Auch die Menschen in Natalies Umfeld leiden unter sozialer Isolation. Bruder Karl ist irgendwo in Dänemark, die Mutter lebt nach der Trennung vom Vater allein, und Markus hofft auf eine Versöhnung mit Natalie. Nicht nur für Herrn Dorm ist Stalking eine absolut vertretbare Lösung, um einem geliebten Menschen näher zu sein. Doch die Bindungen, die eingegangen werden, sind allesamt lose oder finden lediglich in der Phantasie des einen oder anderen Beteiligten statt.
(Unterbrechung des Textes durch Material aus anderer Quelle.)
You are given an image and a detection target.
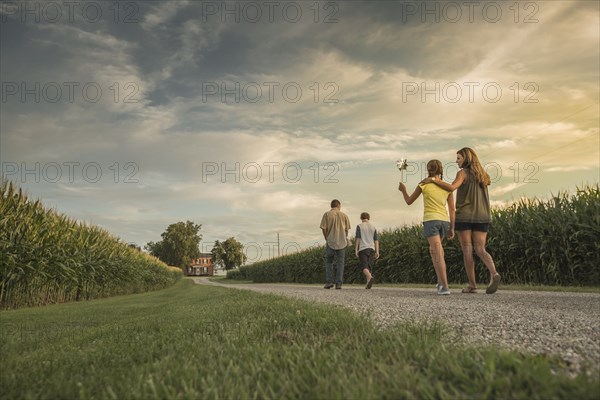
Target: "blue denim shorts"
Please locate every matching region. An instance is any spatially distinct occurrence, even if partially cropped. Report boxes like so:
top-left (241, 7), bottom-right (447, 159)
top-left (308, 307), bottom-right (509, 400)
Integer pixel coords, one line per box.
top-left (454, 221), bottom-right (490, 232)
top-left (423, 220), bottom-right (450, 238)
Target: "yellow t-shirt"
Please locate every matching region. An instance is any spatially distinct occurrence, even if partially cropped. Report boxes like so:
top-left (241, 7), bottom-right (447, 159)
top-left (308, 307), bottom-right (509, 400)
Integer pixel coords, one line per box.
top-left (419, 183), bottom-right (450, 222)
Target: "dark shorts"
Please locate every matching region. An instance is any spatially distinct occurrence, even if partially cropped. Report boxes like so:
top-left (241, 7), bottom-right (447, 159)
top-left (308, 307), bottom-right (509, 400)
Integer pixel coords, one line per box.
top-left (423, 220), bottom-right (450, 238)
top-left (358, 249), bottom-right (375, 271)
top-left (454, 222), bottom-right (490, 232)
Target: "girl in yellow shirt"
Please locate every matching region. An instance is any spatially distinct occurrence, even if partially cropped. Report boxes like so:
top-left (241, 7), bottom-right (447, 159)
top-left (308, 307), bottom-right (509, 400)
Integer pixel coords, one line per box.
top-left (398, 160), bottom-right (455, 295)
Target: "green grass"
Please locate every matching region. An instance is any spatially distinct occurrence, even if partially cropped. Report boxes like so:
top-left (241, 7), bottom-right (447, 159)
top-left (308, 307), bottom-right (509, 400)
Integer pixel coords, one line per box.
top-left (0, 279), bottom-right (600, 399)
top-left (208, 276), bottom-right (600, 293)
top-left (227, 184), bottom-right (600, 287)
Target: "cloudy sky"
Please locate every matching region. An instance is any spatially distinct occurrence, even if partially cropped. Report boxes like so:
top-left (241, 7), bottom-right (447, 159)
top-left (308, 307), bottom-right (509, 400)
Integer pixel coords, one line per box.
top-left (0, 1), bottom-right (600, 261)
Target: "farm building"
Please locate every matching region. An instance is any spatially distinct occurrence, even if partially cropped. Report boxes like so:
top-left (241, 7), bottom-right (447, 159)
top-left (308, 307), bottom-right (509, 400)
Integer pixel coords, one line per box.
top-left (185, 253), bottom-right (214, 276)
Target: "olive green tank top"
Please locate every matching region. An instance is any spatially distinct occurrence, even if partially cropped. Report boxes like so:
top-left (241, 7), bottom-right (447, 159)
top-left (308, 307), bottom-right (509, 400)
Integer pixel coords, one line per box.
top-left (456, 169), bottom-right (492, 223)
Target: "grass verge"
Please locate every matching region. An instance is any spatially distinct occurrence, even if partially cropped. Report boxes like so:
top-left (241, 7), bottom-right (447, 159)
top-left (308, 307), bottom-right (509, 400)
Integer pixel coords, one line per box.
top-left (0, 280), bottom-right (600, 399)
top-left (218, 276), bottom-right (600, 293)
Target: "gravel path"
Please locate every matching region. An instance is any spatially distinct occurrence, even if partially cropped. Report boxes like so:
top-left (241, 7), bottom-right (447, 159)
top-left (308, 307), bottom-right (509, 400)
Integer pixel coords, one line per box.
top-left (193, 278), bottom-right (600, 372)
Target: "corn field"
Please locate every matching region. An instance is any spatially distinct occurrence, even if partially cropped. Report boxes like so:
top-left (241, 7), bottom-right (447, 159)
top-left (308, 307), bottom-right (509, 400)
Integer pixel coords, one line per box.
top-left (0, 181), bottom-right (182, 309)
top-left (227, 185), bottom-right (600, 286)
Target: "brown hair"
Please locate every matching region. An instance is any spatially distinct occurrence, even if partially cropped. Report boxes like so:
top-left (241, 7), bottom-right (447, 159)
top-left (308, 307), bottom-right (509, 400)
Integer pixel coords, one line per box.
top-left (427, 160), bottom-right (444, 178)
top-left (456, 147), bottom-right (491, 187)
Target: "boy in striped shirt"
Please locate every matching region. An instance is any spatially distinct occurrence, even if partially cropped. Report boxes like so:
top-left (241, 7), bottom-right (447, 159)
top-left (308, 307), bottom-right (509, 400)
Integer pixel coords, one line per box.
top-left (354, 212), bottom-right (379, 289)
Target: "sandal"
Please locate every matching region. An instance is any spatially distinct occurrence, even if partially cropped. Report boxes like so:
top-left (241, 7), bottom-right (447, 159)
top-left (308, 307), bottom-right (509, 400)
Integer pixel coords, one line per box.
top-left (485, 274), bottom-right (502, 294)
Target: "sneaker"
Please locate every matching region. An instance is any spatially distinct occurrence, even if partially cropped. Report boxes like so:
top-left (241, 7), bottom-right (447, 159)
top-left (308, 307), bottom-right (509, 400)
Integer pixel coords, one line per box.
top-left (438, 285), bottom-right (450, 296)
top-left (485, 274), bottom-right (502, 294)
top-left (365, 276), bottom-right (375, 289)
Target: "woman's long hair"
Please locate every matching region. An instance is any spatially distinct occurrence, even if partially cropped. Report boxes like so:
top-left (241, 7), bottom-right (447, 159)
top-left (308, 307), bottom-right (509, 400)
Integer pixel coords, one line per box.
top-left (457, 147), bottom-right (491, 187)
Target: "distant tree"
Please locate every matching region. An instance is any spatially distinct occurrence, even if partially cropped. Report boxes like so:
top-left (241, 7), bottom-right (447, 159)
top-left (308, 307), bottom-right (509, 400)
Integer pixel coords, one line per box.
top-left (211, 237), bottom-right (246, 270)
top-left (144, 221), bottom-right (202, 268)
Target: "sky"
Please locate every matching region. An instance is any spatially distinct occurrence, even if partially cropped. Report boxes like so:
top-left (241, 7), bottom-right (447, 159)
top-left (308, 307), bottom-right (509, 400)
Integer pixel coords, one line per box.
top-left (0, 1), bottom-right (600, 263)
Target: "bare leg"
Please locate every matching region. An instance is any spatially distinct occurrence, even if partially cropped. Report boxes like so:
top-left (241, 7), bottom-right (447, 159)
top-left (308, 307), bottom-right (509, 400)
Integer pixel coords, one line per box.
top-left (427, 236), bottom-right (448, 288)
top-left (457, 230), bottom-right (477, 288)
top-left (473, 231), bottom-right (498, 281)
Den größten Einfluss auf sein Gegenüber hat Herr Hollberg. Und er setzt Natalie damit regelrecht zu. Dabei bedient er sich einer Methode, die Autor Clemens Setz selbst in Die Stunde zwischen Frau und Gitarre anwendet: Er erzählt Geschichten mit „luminous details“, Details, die nichts zum Fortgang der Geschichte beitragen, dem Zuhörer (oder Leser) aber lange im Gedächtnis bleiben. Und er nutzt einprägsame Metaphern. Setz‘ Roman übertrifft mit der Anzahl und der Besonderheit seiner Bilder sogar jeden Juli Zeh-Roman.
Draußen fuhren Autos vorbei, nicht viele, aber immer wieder eines, und es geschah genau im selben Takt, in dem Buchseiten umgeblättert werden.
Diese Bilder sind es, die einen beim Lesen immer wieder – im positiven Sinne – aus dem Fluss bringen und innehalten lassen. Und sie geben Hollberg – und später auch Natalie – die Macht, ihr Gegenüber zu beeinflussen.
Insgesamt ist Die Stunde zwischen Frau und Gitarre ein Roman, der einen schon auf Grund seiner Länge eine ganze Zeitlang beschäftigt, denn leicht zu lesen ist dieses Buch sicher nicht. Es nimmt einen mit auf eine Reise in die teils bizarre Gedankenwelt seiner Protagonistin und enthüllt dabei die Facetten des getroffenen Arrangements – und schon die Wahl dieses Worts lässt erahnen, dass dies ein Kompromiss für jeden Beteiligten ist.
Die Stunde zwischen Frau und Gitarre stand auf der Longlist für den Deutschen Buchpreis 2015.